Throughout history, people have loved to swear. We know from ancient graffiti -- Greek, Latin, Sanskritic and even hieroglyphic -- that we?ve been cussing as long as we?ve been writing. It's likely that we've been doing it since the first caveman dropped a rock on his foot and bellowed, "Krucka!"
As Americans, our love affair with raunchy language was well established before George Washington decreed his troops should cease the "foolish and wicked practice of profane cursing and swearing."
He stated that there would be "little hope of the blessing of heaven on our arms" if the troops kept cussing. Such public piety must have warmed the hearts -- if not the feet -- of the grunts who slogged through the slush at Valley Forge.

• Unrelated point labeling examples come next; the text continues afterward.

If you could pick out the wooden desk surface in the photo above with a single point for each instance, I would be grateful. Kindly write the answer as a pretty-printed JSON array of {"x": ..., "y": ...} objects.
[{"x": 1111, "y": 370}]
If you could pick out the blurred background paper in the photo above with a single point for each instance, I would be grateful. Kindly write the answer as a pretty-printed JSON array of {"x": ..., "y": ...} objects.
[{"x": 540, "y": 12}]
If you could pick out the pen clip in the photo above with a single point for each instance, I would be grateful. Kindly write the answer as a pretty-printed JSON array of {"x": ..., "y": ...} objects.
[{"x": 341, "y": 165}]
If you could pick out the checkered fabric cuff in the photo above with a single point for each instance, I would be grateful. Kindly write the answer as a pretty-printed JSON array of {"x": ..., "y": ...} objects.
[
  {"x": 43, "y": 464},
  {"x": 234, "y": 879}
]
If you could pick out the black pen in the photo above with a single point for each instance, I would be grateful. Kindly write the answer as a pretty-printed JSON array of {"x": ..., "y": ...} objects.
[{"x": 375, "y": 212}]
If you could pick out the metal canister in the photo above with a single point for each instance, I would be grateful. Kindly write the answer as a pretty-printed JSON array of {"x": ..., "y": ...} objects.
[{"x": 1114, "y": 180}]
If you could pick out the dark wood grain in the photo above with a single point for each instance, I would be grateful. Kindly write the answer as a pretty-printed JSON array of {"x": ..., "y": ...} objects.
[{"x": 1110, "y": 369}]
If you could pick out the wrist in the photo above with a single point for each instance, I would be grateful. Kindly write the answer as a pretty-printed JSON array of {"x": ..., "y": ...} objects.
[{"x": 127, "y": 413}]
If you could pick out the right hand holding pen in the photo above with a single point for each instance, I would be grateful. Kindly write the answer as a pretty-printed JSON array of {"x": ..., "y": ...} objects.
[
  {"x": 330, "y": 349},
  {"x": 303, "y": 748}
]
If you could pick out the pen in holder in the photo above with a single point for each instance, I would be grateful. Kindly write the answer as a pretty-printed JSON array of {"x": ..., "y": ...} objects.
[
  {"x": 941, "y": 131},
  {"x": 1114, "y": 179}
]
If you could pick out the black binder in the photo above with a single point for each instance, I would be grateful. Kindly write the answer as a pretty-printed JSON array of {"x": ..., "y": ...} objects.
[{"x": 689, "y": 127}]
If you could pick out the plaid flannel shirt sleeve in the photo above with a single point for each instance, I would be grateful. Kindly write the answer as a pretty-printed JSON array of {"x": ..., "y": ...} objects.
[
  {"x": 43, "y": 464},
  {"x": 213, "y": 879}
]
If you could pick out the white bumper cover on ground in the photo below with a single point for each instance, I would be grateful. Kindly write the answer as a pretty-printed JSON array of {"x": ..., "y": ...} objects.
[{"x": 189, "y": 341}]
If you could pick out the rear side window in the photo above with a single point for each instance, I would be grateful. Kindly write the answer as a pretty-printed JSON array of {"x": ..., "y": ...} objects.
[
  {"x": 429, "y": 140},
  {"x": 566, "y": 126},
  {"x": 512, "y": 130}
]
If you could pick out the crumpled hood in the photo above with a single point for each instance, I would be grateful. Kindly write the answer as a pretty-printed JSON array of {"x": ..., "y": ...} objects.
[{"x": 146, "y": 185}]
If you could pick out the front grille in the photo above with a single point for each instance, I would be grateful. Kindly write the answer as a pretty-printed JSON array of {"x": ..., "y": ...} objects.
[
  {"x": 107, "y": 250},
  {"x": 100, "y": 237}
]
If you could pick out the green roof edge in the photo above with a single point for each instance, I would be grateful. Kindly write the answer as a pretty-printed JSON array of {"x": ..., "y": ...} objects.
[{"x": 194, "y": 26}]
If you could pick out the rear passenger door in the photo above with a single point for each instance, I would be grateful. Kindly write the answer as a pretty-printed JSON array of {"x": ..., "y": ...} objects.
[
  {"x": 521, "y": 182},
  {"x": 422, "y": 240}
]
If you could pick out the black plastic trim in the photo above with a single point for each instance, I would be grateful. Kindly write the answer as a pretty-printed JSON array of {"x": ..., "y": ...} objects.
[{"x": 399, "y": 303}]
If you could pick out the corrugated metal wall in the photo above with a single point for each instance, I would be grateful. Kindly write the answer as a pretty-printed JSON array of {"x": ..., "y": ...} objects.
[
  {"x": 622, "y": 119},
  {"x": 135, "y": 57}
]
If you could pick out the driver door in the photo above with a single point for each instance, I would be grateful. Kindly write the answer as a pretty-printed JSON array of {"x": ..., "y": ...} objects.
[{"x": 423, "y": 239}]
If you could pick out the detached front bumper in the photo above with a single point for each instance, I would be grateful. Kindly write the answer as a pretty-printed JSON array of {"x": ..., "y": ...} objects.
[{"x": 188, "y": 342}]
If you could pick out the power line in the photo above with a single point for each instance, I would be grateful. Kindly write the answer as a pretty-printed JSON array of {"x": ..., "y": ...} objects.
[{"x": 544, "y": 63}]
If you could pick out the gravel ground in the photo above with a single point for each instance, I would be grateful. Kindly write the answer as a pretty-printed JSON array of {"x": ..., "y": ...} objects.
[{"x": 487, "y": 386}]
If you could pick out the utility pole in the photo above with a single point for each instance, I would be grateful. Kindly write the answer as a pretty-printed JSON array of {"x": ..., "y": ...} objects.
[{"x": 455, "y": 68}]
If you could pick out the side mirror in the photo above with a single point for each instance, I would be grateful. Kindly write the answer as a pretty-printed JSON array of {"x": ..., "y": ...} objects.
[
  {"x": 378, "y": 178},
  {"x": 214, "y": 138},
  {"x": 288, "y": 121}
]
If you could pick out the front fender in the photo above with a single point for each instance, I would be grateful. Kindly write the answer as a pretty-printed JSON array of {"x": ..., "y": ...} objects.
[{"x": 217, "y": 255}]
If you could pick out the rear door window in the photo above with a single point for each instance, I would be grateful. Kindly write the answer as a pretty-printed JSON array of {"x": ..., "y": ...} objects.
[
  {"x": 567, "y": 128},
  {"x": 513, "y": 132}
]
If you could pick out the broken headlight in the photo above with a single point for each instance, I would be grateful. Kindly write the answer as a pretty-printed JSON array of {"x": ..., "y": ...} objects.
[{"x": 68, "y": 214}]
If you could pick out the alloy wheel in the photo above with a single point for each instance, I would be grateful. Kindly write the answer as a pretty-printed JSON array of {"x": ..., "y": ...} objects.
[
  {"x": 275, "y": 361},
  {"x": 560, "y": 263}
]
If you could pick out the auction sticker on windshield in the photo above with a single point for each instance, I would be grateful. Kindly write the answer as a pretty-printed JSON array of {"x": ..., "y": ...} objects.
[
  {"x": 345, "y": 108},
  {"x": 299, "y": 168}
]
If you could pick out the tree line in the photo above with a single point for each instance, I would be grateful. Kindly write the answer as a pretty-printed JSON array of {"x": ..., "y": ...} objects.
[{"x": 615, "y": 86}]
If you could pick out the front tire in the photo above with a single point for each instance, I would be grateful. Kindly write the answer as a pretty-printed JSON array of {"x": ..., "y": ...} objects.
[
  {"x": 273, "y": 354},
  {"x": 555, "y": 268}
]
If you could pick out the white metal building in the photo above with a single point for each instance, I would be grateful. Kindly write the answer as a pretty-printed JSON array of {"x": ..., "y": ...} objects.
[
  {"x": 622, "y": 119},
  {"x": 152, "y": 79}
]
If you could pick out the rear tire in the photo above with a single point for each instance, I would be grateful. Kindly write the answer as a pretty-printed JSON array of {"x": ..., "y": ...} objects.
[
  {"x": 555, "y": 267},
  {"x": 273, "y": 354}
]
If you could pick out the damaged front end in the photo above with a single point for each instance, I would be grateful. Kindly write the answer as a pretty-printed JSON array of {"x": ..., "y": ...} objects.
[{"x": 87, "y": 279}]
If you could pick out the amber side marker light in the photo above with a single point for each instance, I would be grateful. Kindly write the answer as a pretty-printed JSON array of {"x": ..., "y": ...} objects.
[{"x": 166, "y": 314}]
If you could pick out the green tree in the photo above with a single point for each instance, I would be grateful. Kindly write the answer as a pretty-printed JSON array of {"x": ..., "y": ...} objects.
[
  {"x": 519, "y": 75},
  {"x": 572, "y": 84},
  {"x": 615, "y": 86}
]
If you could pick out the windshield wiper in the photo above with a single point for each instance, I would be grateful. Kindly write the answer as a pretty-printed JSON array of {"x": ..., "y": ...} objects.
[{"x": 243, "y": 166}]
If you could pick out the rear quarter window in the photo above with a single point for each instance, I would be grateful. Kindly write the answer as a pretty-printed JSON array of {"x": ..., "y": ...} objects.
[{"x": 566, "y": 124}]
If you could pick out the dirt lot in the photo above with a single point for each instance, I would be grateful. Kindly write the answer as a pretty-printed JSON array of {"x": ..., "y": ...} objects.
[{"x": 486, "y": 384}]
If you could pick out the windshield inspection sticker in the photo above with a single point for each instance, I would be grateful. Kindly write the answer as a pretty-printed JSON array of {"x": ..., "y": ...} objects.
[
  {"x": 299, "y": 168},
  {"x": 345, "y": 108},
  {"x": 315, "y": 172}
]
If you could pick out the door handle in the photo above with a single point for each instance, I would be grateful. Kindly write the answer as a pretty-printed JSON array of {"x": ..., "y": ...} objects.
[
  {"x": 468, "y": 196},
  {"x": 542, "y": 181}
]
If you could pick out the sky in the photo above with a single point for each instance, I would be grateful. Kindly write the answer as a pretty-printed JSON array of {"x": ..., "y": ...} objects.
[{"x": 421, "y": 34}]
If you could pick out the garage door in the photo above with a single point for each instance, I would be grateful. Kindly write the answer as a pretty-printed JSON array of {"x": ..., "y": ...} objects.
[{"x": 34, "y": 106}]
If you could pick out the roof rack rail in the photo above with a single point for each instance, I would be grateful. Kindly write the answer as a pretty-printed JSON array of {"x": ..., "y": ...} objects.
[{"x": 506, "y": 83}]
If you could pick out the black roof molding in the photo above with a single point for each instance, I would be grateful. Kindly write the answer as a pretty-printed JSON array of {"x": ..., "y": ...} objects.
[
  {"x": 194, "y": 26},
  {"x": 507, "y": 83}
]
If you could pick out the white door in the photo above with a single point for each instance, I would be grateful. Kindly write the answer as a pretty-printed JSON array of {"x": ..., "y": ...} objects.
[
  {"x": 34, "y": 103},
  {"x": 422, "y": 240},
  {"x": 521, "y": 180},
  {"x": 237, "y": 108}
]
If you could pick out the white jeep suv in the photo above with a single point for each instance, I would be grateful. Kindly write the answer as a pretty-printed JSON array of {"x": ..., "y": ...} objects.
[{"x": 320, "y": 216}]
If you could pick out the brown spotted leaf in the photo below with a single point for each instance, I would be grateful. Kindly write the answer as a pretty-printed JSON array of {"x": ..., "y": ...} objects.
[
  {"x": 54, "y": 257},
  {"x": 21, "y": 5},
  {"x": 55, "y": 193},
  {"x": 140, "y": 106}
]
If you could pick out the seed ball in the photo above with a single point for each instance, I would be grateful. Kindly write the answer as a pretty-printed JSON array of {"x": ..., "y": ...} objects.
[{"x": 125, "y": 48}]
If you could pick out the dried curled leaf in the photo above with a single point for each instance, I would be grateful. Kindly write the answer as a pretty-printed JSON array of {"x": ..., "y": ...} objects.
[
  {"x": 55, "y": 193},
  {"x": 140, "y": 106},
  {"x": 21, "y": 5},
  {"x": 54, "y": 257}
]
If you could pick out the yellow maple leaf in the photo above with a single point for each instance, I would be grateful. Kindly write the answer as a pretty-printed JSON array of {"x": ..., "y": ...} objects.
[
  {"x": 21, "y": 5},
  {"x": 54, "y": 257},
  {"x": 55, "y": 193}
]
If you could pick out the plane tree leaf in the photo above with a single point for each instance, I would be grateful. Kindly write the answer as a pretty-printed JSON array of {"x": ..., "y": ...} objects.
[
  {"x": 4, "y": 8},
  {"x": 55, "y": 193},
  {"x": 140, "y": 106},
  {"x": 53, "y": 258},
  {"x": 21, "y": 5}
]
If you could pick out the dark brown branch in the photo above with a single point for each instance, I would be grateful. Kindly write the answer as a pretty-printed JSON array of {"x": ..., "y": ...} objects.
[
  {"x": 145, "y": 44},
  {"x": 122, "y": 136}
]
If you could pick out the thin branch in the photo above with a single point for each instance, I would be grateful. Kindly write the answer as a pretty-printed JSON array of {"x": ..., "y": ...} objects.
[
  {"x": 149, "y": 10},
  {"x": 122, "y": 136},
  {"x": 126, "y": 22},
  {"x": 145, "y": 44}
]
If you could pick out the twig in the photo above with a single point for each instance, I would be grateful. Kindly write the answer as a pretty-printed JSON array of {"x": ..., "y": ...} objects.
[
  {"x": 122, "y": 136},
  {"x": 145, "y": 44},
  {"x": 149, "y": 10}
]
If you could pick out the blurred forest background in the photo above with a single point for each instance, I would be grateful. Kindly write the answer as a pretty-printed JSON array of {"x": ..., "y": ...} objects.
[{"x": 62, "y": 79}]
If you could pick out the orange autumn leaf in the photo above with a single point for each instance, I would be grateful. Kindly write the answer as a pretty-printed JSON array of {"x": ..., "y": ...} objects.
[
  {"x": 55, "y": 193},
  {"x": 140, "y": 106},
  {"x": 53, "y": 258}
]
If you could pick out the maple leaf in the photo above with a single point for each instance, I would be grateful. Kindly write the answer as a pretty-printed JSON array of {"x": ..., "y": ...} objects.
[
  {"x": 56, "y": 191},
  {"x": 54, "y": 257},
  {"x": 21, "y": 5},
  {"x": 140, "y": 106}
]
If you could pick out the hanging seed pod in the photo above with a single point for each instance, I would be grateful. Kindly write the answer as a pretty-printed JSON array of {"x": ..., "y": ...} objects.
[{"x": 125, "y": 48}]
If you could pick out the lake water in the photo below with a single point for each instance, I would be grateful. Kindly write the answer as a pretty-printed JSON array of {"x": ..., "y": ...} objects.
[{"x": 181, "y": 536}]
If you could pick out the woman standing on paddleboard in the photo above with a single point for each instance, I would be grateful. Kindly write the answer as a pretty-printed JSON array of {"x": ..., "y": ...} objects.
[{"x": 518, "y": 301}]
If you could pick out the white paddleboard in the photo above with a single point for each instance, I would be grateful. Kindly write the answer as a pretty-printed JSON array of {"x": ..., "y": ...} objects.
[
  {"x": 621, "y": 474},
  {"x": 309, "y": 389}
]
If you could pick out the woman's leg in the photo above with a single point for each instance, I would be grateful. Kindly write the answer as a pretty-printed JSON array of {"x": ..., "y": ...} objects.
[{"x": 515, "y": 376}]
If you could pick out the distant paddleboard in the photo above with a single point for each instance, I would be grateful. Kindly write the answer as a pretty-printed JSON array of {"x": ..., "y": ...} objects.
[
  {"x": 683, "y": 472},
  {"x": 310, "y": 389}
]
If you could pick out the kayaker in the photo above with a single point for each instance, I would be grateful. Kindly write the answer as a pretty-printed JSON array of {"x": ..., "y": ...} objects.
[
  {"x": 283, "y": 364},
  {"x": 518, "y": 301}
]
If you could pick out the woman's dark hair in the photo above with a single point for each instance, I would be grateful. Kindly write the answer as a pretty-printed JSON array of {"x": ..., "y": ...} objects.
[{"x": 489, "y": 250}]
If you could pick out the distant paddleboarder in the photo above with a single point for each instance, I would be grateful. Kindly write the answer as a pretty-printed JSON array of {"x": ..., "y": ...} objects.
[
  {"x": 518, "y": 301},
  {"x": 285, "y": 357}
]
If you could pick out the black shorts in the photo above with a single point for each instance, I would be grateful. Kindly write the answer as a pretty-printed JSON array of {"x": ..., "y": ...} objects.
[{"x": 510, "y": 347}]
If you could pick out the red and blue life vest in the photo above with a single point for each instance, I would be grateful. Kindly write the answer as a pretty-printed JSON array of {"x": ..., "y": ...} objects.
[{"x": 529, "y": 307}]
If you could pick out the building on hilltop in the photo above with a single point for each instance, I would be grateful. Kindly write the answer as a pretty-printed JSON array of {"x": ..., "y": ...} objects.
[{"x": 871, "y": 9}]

General Washington also noted that the "vice heretofore little known in an American army, is growing into fashion." Of course, he knew full well that cussing and soldiering have always gone hand in hand. (Despite that cherry tree business, he was willing to bend truth to defend decency.)
Unfortunately for his legacy, one of his officers blew the whistle on him.
General Charles Scott, when asked if his commander ever swore, described Washington's outburst at the Battle of Monmouth: "Yes," Scott said, "he swore that day until the leaves shook on the trees."
The wicked outburst didn't offend Scott; in fact, he called it "delightful!" He added, "Never have I enjoyed such swearing, before or since. Sir, on that day he swore like an angel from heaven."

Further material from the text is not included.